Here we see the ways that an accelerating crisis is having a radical effect on subjective consciousness. Trump and Bernie have their projects but they are wishful thinking. Their projects cannot keep up with the speed of the spread of the virus, nor can our communicative infrastructures, through which delays in reporting are costing lives. From the silences, a new political imaginary emerges. Accelerationism re-acquires its valency as a form of Ballardian critique where the transformation of the subject by the pressure cooker of a dystopian society produces previously unimagined praxes of fugitivity.
You must do what you can to survive and, by surviving, you might just find yourself in a political position that you never thought you’d reach. Whether that is for the better or for the worse is dependent on how ready and prepared we are to let go of a system that is — now most explicitly — no longer working in our favour.

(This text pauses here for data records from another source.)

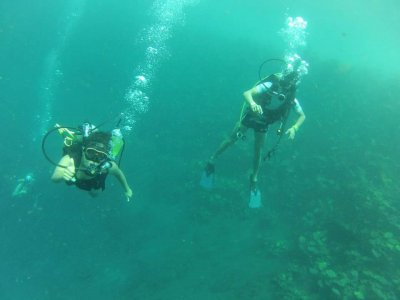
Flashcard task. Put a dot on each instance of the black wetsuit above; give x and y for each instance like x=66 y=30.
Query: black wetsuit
x=270 y=115
x=95 y=183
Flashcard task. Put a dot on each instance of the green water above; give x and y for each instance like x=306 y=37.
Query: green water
x=329 y=226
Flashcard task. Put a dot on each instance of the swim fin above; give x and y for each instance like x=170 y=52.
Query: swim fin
x=255 y=194
x=207 y=177
x=255 y=199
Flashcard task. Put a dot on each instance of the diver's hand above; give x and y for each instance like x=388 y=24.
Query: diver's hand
x=128 y=194
x=291 y=132
x=256 y=108
x=69 y=171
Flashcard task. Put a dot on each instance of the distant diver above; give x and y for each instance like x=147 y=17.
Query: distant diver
x=24 y=185
x=269 y=101
x=89 y=156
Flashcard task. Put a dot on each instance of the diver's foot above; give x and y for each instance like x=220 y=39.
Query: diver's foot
x=253 y=184
x=210 y=168
x=207 y=178
x=255 y=194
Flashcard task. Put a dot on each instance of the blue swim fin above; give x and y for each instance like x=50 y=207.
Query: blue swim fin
x=207 y=177
x=255 y=198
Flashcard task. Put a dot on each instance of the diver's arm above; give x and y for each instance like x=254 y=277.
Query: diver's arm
x=116 y=171
x=300 y=119
x=249 y=98
x=65 y=169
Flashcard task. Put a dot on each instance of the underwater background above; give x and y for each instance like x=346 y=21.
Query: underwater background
x=330 y=222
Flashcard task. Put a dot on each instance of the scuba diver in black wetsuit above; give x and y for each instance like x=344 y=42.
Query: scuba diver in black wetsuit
x=269 y=101
x=88 y=160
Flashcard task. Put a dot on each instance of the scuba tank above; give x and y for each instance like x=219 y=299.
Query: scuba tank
x=117 y=142
x=68 y=135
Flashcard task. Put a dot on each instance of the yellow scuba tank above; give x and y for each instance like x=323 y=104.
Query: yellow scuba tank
x=117 y=142
x=69 y=136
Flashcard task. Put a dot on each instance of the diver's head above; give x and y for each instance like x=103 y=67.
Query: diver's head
x=294 y=70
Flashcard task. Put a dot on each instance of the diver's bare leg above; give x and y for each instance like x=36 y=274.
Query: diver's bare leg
x=237 y=132
x=259 y=139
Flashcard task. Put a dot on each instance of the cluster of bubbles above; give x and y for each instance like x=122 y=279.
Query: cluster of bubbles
x=167 y=15
x=52 y=74
x=296 y=63
x=294 y=34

Update: Ed below the line coming in with some choice words from Gernot Wagner in the comments, illustrating the nature of our “accelerationist trolley problem”, courtesy of the New York Times: “Climate Change Has Lessons for Fighting the Coronavirus”:
“Gernot Wagner, a climate economist at New York University, called the virus ‘climate change on warp speed’.”
“‘We are evolutionarily wired for taking care of the here and now,’ Dr. Weber said. ‘We are bad at these decisions that require planning for the future’. That appears to be true even if the future isn’t so far away.”
“‘It’s costs today and benefits within days and weeks,’ Dr. Wagner said of the needed coronavirus measures. ‘Even though the time scale is compressed, we still apparently can’t figure out what to do’.”